Scoped URL → Encoded URL that permits temporary access to a staged file without granting privileges to the stage. The URL expires when the persisted query result period ends (i.e. the results cache expires), which is currently 24 hours. Generate: query the BUILD_SCOPED_FILE_URL function

File URL → URL that identifies the database, schema, stage, and file path to a set of files. A role that has sufficient privileges on the stage can access the files. Generate: query the BUILD_STAGE_FILE_URL function or query the directory table for the stage that references the staged files Pre-signed URL → Simple HTTPS URL used to access a file via a web browser. A file is temporarily accessible to users via this URL using a pre-signed access token. The expiration time for the access token is configurable. Generate: Query the GET_PRESIGNED_URL function.

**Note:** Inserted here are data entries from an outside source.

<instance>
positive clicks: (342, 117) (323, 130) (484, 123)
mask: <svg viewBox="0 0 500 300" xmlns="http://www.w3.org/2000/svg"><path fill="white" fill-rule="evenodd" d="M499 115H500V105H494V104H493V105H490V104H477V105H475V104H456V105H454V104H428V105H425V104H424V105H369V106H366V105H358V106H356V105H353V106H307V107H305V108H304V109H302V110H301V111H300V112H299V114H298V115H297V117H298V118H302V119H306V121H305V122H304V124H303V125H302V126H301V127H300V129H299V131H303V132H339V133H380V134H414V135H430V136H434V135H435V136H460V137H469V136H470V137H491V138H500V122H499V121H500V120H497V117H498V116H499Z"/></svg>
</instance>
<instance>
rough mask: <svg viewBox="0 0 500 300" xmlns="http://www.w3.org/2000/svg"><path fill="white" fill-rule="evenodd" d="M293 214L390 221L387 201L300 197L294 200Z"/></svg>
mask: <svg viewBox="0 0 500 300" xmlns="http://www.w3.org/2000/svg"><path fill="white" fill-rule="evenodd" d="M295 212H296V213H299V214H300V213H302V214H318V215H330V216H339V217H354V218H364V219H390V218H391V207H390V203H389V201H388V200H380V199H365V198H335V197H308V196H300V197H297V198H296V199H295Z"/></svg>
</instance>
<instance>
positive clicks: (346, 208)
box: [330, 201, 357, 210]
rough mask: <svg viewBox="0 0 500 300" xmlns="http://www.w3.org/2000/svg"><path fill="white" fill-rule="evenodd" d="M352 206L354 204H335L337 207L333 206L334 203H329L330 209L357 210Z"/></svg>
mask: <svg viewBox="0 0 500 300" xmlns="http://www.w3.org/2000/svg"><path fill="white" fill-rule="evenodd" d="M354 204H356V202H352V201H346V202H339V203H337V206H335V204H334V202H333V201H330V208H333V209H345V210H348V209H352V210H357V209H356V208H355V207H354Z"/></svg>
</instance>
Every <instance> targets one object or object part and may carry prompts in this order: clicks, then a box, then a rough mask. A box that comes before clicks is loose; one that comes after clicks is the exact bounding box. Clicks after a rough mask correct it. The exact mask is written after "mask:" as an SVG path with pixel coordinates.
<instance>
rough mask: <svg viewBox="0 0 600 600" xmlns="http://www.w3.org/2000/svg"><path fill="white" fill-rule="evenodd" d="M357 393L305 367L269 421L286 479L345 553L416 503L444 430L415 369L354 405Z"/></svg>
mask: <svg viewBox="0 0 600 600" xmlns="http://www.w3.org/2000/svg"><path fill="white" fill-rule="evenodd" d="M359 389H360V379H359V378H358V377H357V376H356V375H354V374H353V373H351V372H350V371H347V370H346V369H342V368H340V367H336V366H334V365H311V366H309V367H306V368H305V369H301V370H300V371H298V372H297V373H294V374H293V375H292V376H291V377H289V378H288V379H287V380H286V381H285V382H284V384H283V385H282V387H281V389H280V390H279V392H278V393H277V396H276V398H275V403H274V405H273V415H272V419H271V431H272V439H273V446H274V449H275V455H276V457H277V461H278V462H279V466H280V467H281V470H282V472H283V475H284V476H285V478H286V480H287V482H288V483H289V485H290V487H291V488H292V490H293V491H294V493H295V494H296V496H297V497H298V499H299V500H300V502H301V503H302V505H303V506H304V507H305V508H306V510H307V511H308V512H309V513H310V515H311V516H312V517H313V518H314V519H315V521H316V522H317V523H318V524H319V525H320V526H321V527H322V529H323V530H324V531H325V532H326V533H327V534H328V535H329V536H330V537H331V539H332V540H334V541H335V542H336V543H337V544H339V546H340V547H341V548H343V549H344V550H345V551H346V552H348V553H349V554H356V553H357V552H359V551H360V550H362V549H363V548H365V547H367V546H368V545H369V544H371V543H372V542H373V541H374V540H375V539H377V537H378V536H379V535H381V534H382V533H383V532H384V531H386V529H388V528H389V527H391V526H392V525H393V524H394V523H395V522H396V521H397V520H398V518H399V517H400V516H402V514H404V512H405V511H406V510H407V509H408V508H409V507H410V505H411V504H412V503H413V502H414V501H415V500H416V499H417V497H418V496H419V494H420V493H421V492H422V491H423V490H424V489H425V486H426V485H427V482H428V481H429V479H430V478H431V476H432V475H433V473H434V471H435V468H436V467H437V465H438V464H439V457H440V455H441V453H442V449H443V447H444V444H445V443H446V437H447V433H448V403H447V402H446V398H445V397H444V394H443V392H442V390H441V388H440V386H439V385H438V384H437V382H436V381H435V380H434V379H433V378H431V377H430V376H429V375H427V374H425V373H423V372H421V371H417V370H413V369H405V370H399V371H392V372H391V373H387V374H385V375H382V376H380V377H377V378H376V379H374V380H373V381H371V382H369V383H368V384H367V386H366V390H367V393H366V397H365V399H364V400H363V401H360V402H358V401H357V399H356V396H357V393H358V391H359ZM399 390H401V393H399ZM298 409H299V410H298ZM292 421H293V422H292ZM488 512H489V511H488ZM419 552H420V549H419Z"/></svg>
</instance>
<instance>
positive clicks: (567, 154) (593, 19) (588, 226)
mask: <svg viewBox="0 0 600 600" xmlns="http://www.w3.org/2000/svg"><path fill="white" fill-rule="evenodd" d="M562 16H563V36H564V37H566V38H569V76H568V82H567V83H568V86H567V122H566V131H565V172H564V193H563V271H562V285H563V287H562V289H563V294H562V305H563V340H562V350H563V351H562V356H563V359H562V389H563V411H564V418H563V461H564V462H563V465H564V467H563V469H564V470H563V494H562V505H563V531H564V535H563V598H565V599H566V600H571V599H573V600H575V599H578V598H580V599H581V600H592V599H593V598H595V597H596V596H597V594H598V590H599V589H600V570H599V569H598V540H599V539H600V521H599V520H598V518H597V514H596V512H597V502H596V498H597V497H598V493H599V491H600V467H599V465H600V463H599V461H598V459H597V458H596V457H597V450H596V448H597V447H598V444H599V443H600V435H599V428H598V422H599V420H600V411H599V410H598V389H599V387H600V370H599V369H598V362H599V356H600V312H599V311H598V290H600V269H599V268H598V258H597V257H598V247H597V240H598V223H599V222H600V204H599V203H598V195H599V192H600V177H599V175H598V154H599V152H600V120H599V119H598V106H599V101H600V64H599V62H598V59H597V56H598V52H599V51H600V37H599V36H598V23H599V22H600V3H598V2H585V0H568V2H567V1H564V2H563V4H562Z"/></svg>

Outline the purpose of User-Defined Functions (UDFs) for data analysis

5.3: Practice Questions

A table needs to be loaded. The input data is in a JSON format and is a concatenation of multiple JSON documents. The file size is 3 GB. A virtual warehouse size Small is being used. The following COPY INTO command was executed:

COPY INTO SAMPLE FROM @~SAMPLE.JSON (TYPE=JSON)

The load failed with this error:

Max LOB size (16777216) exceeded, actual size of parsed column is 17894470.

How can this issue be resolved?

A. Use a larger-sized warehouse.

B. Compress the file and load the compressed file.

C. Set STRIP_OUTER_ARRAY=TRUE in the COPY INTO command.

D. Split the file into multiple files in the recommended size range (100 MB - 250 MB).


Which file functions are non-deterministic? (Select TWO)

A. BUILD_SCOPED_FILE_URL

B. BUILD_STAGE_FILE_URL

C. GET_ABSOLUTE_PATH

D. GET_PRESIGNED_URL

E. GET_RELATIVE_PATH